Oh, de Havilland saw her all right.
"Our relations have been quite strained for some time — I couldn't change my attitude," de Havilland said in the same AP account.
About the only thing the sisters agreed on was a hug, or lack thereof: both shot down a report that they'd embraced.
De Havilland told her side of the feud in 1957. In an interview with the AP's Bob Thomas, she said that Fontaine had said "cutting" things about her husband, Marcus Goodrich, whom de Havilland had married in 1946, and that her sister shouldn't have been surprised to get the brush off at the Oscars.
"She was aware there was an estrangement between us," de Havilland said.
De Havilland was not bitter when she gave the interview: She said relations with Fontaine had improved after the Goodrich union ended in 1953, and as the idea of waiting on an apology from her sister came to seem "silly."
In the 1960s, according to a 2010 Daily Mail accounting of the sisters' history, Fontaine bailed out de Havilland financially.
But things took a decisive and definitive turn for the worse in 1975 when the sisters' mother died.
"Olivia and the executor of the estate took full charge, disposing of Mother's effects as well as her body — she was cremated — without bothering to consult me," Fontaine told People. "I wasn't even invited to the memorial service. Of course, I went anyway."
The two were never close again. They saw to it. The actresses reportedly had special requests at the 1978 and 1988 Oscars, two ceremonies which they both attended: Keep me away from her, and vice versa.
The feud produced a definitive soundbite — "I married first, won the Oscar before Olivia did and if I die first, she'll undoubtedly be livid because I beat her to it!," from Fontaine's 1978 People magazine interview — but not much in the way of public vitriol.
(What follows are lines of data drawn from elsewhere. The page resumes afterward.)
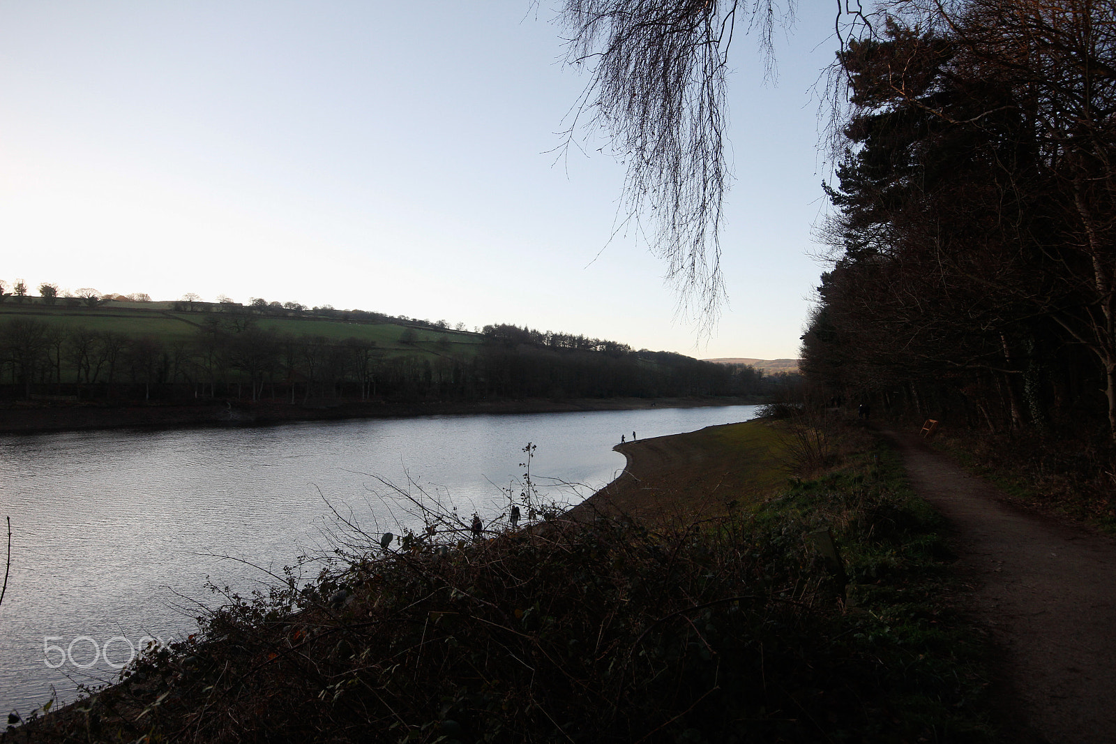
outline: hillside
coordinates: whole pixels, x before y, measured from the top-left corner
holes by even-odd
[[[21,408],[243,404],[282,408],[271,418],[286,420],[323,407],[364,416],[385,404],[757,399],[785,384],[749,368],[509,324],[468,332],[231,303],[0,304],[0,400]]]
[[[706,359],[704,362],[714,364],[747,364],[760,370],[764,374],[777,374],[779,372],[798,372],[797,359],[745,359],[743,356],[731,356],[722,359]]]

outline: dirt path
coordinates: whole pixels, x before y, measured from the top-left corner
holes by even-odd
[[[1002,651],[1006,741],[1116,742],[1116,542],[1023,512],[916,437],[883,433],[953,527],[973,612]]]

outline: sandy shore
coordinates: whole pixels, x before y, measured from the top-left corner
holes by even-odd
[[[763,426],[757,422],[756,426]],[[589,519],[597,513],[646,523],[692,524],[786,483],[767,439],[733,423],[700,431],[617,445],[627,465],[610,484],[570,509]]]
[[[743,406],[741,398],[580,398],[468,402],[389,403],[312,401],[309,404],[202,401],[195,404],[30,404],[23,401],[0,408],[0,433],[38,433],[84,429],[146,427],[176,429],[195,426],[261,426],[288,421],[362,418],[404,418],[437,414],[555,413],[564,411],[620,411],[650,408]]]

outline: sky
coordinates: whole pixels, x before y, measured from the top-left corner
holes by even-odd
[[[0,0],[0,279],[795,357],[825,269],[830,6],[800,3],[775,83],[733,41],[708,335],[615,233],[605,143],[557,152],[588,78],[545,1]]]

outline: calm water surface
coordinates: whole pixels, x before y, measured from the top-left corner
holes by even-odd
[[[189,633],[199,603],[217,602],[208,576],[251,590],[263,570],[328,552],[333,509],[372,533],[414,524],[379,478],[492,518],[529,441],[532,476],[575,503],[624,467],[612,451],[622,433],[754,414],[732,406],[0,438],[0,519],[12,522],[0,713],[29,713],[52,689],[71,700],[78,685],[114,680],[144,637]]]

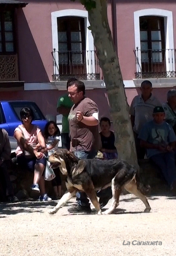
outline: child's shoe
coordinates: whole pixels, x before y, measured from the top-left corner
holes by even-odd
[[[37,183],[36,183],[36,184],[33,184],[32,185],[31,189],[32,190],[35,190],[35,191],[38,192],[38,193],[40,192],[40,190],[39,189],[39,184],[37,184]]]
[[[49,197],[47,194],[43,194],[42,195],[40,195],[39,200],[40,201],[52,201],[51,198]]]

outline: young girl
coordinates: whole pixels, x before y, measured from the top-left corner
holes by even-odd
[[[108,117],[102,117],[100,121],[102,130],[99,133],[102,142],[100,151],[103,154],[105,159],[117,158],[117,151],[114,145],[114,134],[110,131],[111,122]]]
[[[51,156],[58,147],[60,132],[56,123],[53,121],[48,122],[44,131],[44,137],[46,142],[46,150],[48,156]],[[51,180],[52,185],[55,195],[55,199],[60,199],[61,197],[62,180],[59,168],[54,169],[56,177]]]

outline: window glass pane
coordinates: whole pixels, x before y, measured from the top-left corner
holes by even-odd
[[[82,50],[81,43],[74,43],[71,44],[71,50],[80,52]]]
[[[67,43],[59,43],[59,51],[60,52],[65,52],[65,51],[67,51]]]
[[[12,32],[5,32],[6,41],[13,41],[13,33]]]
[[[11,21],[6,21],[4,22],[5,31],[12,31],[12,23]]]
[[[67,22],[62,17],[57,18],[57,29],[58,32],[65,32],[67,30]]]
[[[72,42],[81,41],[81,32],[71,32],[71,41]]]
[[[59,54],[59,64],[67,64],[68,57],[67,52],[63,52]]]
[[[162,62],[162,52],[152,52],[153,62]]]
[[[6,43],[6,52],[13,52],[14,50],[13,43]]]
[[[152,42],[152,50],[161,50],[162,49],[161,42]]]
[[[141,42],[141,50],[148,49],[148,43],[147,42]]]
[[[160,30],[161,29],[161,20],[158,18],[153,19],[150,23],[151,30]]]
[[[58,32],[58,41],[59,42],[66,42],[67,41],[67,32]]]
[[[140,30],[147,30],[148,29],[148,23],[147,20],[142,18],[139,18]]]
[[[151,38],[152,40],[161,40],[161,31],[151,31]]]
[[[79,20],[78,18],[72,18],[70,22],[70,30],[71,31],[77,31],[81,30],[81,24],[80,18]]]
[[[141,52],[141,62],[148,62],[148,53],[147,52]]]
[[[148,40],[147,31],[140,31],[140,35],[141,40],[142,41],[147,41]]]
[[[80,53],[72,54],[72,63],[77,64],[82,64],[82,56]]]

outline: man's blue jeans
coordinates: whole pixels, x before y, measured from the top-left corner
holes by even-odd
[[[97,154],[96,151],[74,151],[74,154],[79,159],[91,159],[94,158]],[[102,160],[102,161],[103,161]],[[99,201],[103,202],[107,198],[112,197],[112,191],[111,187],[107,188],[97,193],[97,196],[99,198]],[[87,195],[84,192],[77,192],[77,201],[81,206],[90,207],[89,200],[87,198]]]
[[[176,180],[174,152],[160,153],[152,156],[150,158],[161,169],[165,180],[170,187]]]

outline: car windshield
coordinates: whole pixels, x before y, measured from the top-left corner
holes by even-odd
[[[19,120],[21,120],[20,111],[23,108],[30,108],[32,110],[34,115],[34,120],[45,119],[45,116],[38,106],[34,102],[9,102],[9,104]]]

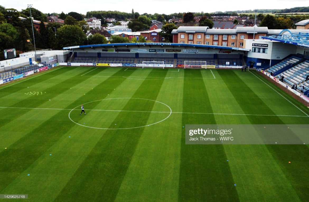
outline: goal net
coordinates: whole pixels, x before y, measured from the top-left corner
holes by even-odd
[[[164,61],[143,61],[143,69],[144,68],[162,68],[164,69],[165,65]]]
[[[207,69],[206,61],[184,61],[184,68]]]

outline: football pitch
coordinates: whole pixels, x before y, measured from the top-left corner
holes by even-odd
[[[187,124],[308,124],[255,71],[61,67],[0,95],[0,194],[28,196],[8,201],[309,199],[307,144],[185,144]]]

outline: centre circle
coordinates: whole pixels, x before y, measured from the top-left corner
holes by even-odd
[[[128,107],[130,107],[130,108],[128,109],[127,107],[124,108],[127,103],[132,100],[137,102],[136,104],[134,103],[134,104],[132,106]],[[144,108],[144,106],[146,106],[147,104],[152,105],[153,108],[152,110],[143,110],[143,107]],[[79,105],[72,109],[70,111],[69,113],[69,119],[71,121],[78,125],[97,129],[119,130],[149,126],[165,120],[169,117],[172,113],[171,108],[165,104],[156,100],[143,98],[117,98],[104,99],[90,102],[83,104],[83,105],[85,107],[85,111],[86,113],[86,115],[84,114],[83,112],[80,115],[80,111],[72,113],[73,111],[76,112],[78,110],[81,111],[81,109],[81,109],[81,106]],[[146,124],[144,123],[144,124],[141,124],[141,123],[137,123],[133,121],[132,125],[130,125],[130,124],[129,123],[128,125],[127,124],[125,127],[122,127],[121,123],[118,126],[116,123],[114,125],[114,123],[112,123],[114,119],[113,118],[116,118],[121,112],[125,114],[124,117],[121,117],[121,119],[123,119],[123,120],[126,122],[125,123],[129,123],[126,121],[126,119],[132,122],[134,119],[138,120],[140,122],[146,122],[148,119],[144,120],[142,118],[140,119],[136,119],[140,117],[136,116],[140,115],[142,113],[158,113],[159,115],[159,116],[162,117],[160,117],[159,118],[156,118],[156,117],[154,118],[156,120],[153,120],[152,123]],[[165,114],[167,114],[167,116],[164,115]],[[134,116],[134,115],[136,116]],[[101,122],[100,121],[101,121]],[[138,124],[139,123],[140,124]],[[96,124],[104,125],[104,124],[107,125],[99,126],[96,125]],[[134,125],[134,124],[135,125]],[[108,126],[107,126],[107,125]]]

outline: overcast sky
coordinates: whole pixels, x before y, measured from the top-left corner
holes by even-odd
[[[32,0],[25,2],[21,0],[2,1],[0,5],[6,8],[14,8],[19,11],[27,8],[27,4],[32,4],[33,8],[44,13],[63,12],[65,14],[71,12],[86,15],[87,11],[95,10],[117,10],[131,13],[132,9],[140,14],[145,13],[168,15],[175,13],[188,12],[213,13],[257,9],[291,8],[309,6],[308,0],[260,0],[253,5],[251,2],[220,0],[206,2],[196,0],[92,0],[91,1],[46,1]],[[194,3],[193,3],[193,2]],[[291,2],[293,2],[291,3]],[[216,3],[218,2],[218,3]]]

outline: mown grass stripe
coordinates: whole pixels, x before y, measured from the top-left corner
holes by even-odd
[[[151,72],[150,75],[156,75]],[[163,83],[161,80],[151,82],[145,80],[132,97],[155,100]],[[147,93],[149,84],[153,88],[151,94]],[[124,109],[138,104],[134,100],[129,100]],[[151,110],[153,104],[150,103],[145,106],[145,110]],[[121,112],[110,127],[114,127],[115,124],[125,124],[128,119],[132,118],[129,115],[127,112]],[[149,115],[145,114],[139,118],[147,120]],[[133,129],[129,134],[126,133],[125,129],[106,132],[55,201],[62,201],[64,197],[68,199],[68,201],[114,200],[144,129]],[[91,184],[87,183],[90,180]]]
[[[186,78],[202,76],[190,70],[185,74]],[[184,111],[213,112],[203,79],[184,79],[183,99]],[[216,123],[213,114],[184,114],[182,122]],[[239,201],[223,146],[186,145],[184,129],[182,132],[178,201]]]
[[[175,74],[170,72],[172,70],[167,70],[167,76]],[[164,79],[156,98],[173,110],[182,108],[183,81],[174,83],[172,80]],[[155,103],[153,111],[158,105]],[[178,200],[182,116],[173,114],[144,128],[115,201]],[[148,120],[157,118],[158,115],[152,113]]]

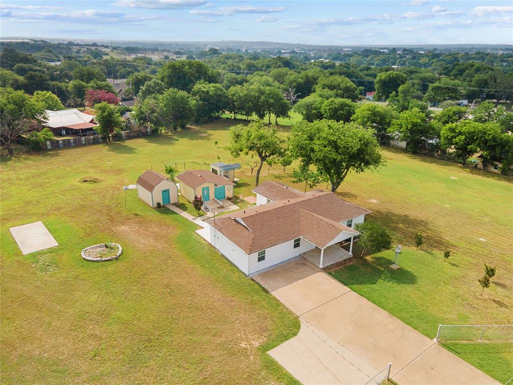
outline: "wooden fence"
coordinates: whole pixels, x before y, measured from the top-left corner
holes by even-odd
[[[132,138],[147,137],[149,135],[153,134],[153,131],[149,127],[136,127],[135,126],[130,126],[130,128],[136,128],[136,129],[131,129],[129,131],[120,131],[120,136],[118,137],[113,136],[112,140],[123,140],[124,139],[129,139]],[[52,139],[51,140],[46,141],[45,144],[43,145],[43,148],[45,150],[50,150],[58,148],[68,148],[69,147],[77,147],[78,146],[97,144],[98,143],[103,143],[105,141],[104,139],[98,135],[91,135],[87,137],[80,137],[71,139]]]

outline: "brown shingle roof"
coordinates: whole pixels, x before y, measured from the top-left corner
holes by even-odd
[[[167,178],[162,174],[155,172],[151,170],[147,170],[137,180],[137,184],[140,184],[149,191],[152,191],[155,186]]]
[[[304,195],[304,193],[295,188],[274,181],[266,181],[253,188],[253,192],[271,201],[299,198]]]
[[[180,182],[193,188],[206,182],[219,186],[234,186],[235,183],[221,175],[207,170],[187,170],[176,177]]]
[[[343,231],[355,232],[340,222],[370,212],[333,192],[313,192],[207,222],[250,254],[300,237],[324,247]]]

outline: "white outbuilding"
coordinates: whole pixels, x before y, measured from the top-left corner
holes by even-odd
[[[147,170],[137,180],[139,198],[152,207],[178,202],[176,185],[162,174]]]

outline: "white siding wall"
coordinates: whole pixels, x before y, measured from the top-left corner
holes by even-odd
[[[267,198],[264,197],[263,195],[261,195],[260,194],[256,194],[256,205],[261,206],[263,204],[265,204],[267,203]]]
[[[266,249],[265,259],[262,262],[258,261],[258,253],[250,254],[248,256],[249,273],[247,274],[251,274],[275,265],[277,263],[284,262],[315,247],[315,245],[313,243],[302,238],[301,245],[296,248],[294,248],[294,240],[291,240],[288,242]]]
[[[212,226],[210,226],[210,244],[236,266],[245,274],[248,271],[248,256],[242,249],[233,243]]]
[[[163,180],[159,183],[153,189],[153,204],[156,207],[157,202],[162,203],[162,190],[169,189],[169,201],[171,203],[178,202],[178,191],[176,185],[172,181]]]
[[[355,224],[356,224],[357,223],[362,223],[365,219],[365,214],[364,214],[363,215],[361,215],[359,217],[355,217],[354,218],[353,218],[353,223],[352,225],[351,225],[351,228],[354,228]],[[347,221],[344,221],[343,222],[342,222],[342,223],[343,224],[346,225],[347,224]]]
[[[151,193],[140,184],[137,185],[137,195],[146,204],[150,207],[153,207],[151,204]],[[156,204],[156,202],[155,202],[155,204]]]

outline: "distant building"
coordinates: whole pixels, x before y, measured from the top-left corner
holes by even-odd
[[[376,93],[376,91],[372,91],[370,92],[365,92],[365,99],[367,100],[374,100],[374,94]]]
[[[55,135],[92,135],[94,127],[94,116],[90,114],[91,110],[85,113],[76,108],[59,111],[46,111],[46,119],[43,125],[48,127]]]

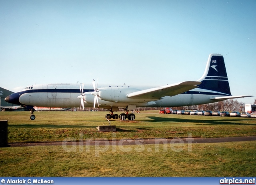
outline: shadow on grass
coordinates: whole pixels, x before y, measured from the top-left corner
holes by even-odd
[[[239,119],[191,119],[178,118],[174,117],[162,117],[155,116],[148,116],[150,120],[147,119],[145,122],[171,122],[171,123],[198,123],[198,125],[202,124],[214,124],[214,125],[256,125],[256,123],[241,123],[241,121],[248,121],[248,119],[238,118]]]
[[[118,132],[136,132],[136,130],[126,130],[119,128],[116,128],[116,131]]]
[[[76,125],[54,125],[52,124],[20,124],[19,125],[8,125],[8,127],[16,128],[29,128],[31,129],[35,128],[95,128],[95,125],[83,126]]]

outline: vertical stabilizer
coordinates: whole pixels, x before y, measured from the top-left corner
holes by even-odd
[[[198,88],[206,90],[213,94],[231,95],[223,56],[210,54],[204,73],[199,80]]]

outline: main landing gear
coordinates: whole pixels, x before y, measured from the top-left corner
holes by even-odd
[[[126,113],[122,113],[119,115],[117,114],[113,114],[113,111],[110,110],[110,113],[107,114],[106,115],[106,118],[108,119],[110,119],[112,118],[114,119],[117,119],[119,118],[123,121],[125,120],[126,119],[128,119],[129,120],[134,120],[135,119],[135,115],[133,113],[128,113],[128,111],[126,110]]]

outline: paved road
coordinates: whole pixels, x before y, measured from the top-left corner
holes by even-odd
[[[11,147],[28,147],[36,146],[61,146],[65,145],[132,145],[161,144],[172,142],[180,143],[222,143],[225,142],[245,141],[256,141],[256,136],[246,137],[216,137],[204,138],[201,137],[188,137],[185,138],[168,138],[168,139],[120,139],[106,140],[95,139],[94,141],[56,141],[40,142],[31,143],[9,143]]]

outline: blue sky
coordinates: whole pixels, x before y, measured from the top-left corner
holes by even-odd
[[[219,53],[232,94],[256,95],[255,10],[255,0],[0,0],[0,86],[161,86],[197,80]]]

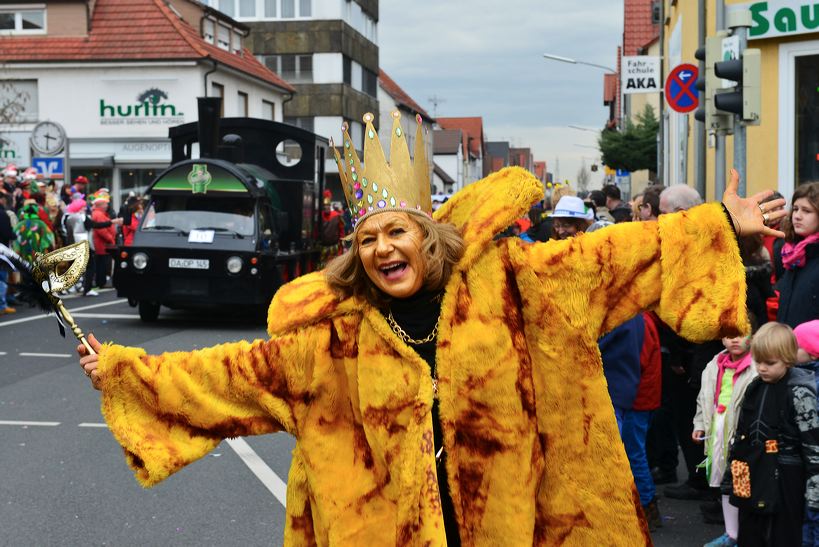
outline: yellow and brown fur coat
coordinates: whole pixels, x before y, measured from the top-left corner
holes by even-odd
[[[437,369],[464,545],[650,544],[597,339],[643,309],[707,340],[743,330],[745,276],[718,204],[545,244],[493,236],[540,199],[509,168],[437,213],[466,252]],[[443,545],[429,367],[321,272],[284,286],[270,339],[149,356],[106,346],[102,410],[151,486],[223,438],[297,439],[285,545]]]

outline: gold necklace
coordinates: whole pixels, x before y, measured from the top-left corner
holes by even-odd
[[[427,342],[432,342],[435,340],[435,337],[438,336],[438,323],[441,321],[441,316],[438,316],[438,320],[435,321],[435,327],[432,329],[432,332],[426,338],[422,338],[421,340],[416,340],[414,338],[410,338],[410,335],[407,334],[401,326],[396,323],[395,318],[392,316],[392,311],[387,315],[387,322],[389,322],[392,331],[404,341],[406,344],[412,344],[414,346],[418,346],[421,344],[426,344]]]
Even the definitive soundbite feels less harsh when read in its entirety: "Olivia has always said I was first at everything," Fontaine began, before reeling off what she and her sister apparently had acknowledged were Fontaine's firsts.
Hollywood Reporter correspondent Scott Feinberg, who'd interviewed both Fontaine and de Havilland this past year, tweeted Sunday that while the sisters "certainly weren’t close, they weren’t passionately feuding, either."
In 2008, Vanity Fair asked Fontaine what she most disliked. The answer was one word — and it wasn't a name. It was simply "noise."